If $a, b, \in R^+$, then prove that: $$\int_{0}^{1} x^a (1-x)^b dx = \int_{0}^{1} x^b(1-x)^a dx$$
My solution:
Choose u = 1 - x $\Leftrightarrow$ x = u - 1, then -du = dx.
$$-\int_{1}^{0} u^b (1-u)^a du = \int_{0}^{1} u^b (1-u)^a du$$
So I got the u value to match but idk if I can let u = x.
Solution 1:
Let $u = 1-x \implies du = -dx$
Our integral becomes $$\int_{1}^{0} (1-u)^a (u)^b (-du)$$ The negative differential flips the integral back and we are done.
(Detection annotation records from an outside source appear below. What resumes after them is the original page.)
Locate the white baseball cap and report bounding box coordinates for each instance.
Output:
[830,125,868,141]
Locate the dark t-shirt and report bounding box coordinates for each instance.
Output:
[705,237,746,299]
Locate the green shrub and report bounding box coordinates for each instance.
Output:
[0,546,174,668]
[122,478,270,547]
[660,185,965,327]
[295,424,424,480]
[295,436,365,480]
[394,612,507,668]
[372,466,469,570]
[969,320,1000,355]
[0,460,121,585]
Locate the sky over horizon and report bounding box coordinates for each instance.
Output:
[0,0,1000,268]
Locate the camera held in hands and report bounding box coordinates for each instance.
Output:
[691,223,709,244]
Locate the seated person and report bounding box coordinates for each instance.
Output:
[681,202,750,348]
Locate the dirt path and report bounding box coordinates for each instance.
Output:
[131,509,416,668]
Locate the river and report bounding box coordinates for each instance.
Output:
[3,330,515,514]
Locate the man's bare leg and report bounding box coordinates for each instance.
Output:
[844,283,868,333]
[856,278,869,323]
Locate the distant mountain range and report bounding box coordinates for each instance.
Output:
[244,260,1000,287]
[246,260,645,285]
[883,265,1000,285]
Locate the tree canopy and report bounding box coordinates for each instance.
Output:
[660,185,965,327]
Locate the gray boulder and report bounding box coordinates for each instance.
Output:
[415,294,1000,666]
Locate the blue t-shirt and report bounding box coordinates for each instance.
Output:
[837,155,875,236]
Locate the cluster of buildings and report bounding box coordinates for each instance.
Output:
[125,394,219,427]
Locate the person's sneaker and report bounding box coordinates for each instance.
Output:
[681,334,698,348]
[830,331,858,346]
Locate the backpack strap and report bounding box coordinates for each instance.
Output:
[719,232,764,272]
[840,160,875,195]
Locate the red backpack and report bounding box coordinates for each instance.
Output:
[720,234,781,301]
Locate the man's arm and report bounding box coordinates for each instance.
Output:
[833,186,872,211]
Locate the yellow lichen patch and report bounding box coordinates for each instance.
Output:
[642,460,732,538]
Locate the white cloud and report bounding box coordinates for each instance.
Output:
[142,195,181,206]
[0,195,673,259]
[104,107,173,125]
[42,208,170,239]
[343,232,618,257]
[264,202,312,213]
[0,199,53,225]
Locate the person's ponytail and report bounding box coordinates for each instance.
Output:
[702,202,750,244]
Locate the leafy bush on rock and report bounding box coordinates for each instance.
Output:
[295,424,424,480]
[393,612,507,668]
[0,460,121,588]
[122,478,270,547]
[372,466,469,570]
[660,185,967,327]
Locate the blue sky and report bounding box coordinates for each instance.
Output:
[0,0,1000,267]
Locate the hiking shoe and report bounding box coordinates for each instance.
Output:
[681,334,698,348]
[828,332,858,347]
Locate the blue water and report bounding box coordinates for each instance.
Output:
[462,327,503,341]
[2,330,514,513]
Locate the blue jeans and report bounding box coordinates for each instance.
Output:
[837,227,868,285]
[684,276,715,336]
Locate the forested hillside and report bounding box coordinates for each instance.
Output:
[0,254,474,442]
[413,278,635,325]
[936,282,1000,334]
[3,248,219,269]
This is exactly what you did, but to answer
idk if I can let u = x.
We first start by noting that we can let $x=1-u$, we note that this is a bijective substitution on the interval $[0,1]$. We also note that integrals allow dummy variable substitutions, so there is nothing special about the symbols $x$ or $u$, and so we can change them to be whatever we like.
Solution 2:
Our function is the integral definition of the Beta function, which is symmetric in $a,b$ because $$\operatorname{B}(a,b) = \frac{\Gamma(a)\Gamma(b)}{\Gamma(a+b)} = \frac{\Gamma(b)\Gamma(a)}{\Gamma(b+a)} = \operatorname{B}(b,a)$$
As the result is that $$\int_{0}^{1} x^a (1-x)^b dx=\int_{0}^{1} u^b (1-u)^a du$$ and the variables on both sides of the equal sign will be replaced by excuting the integration, it does not matter if you rename $u \to x$.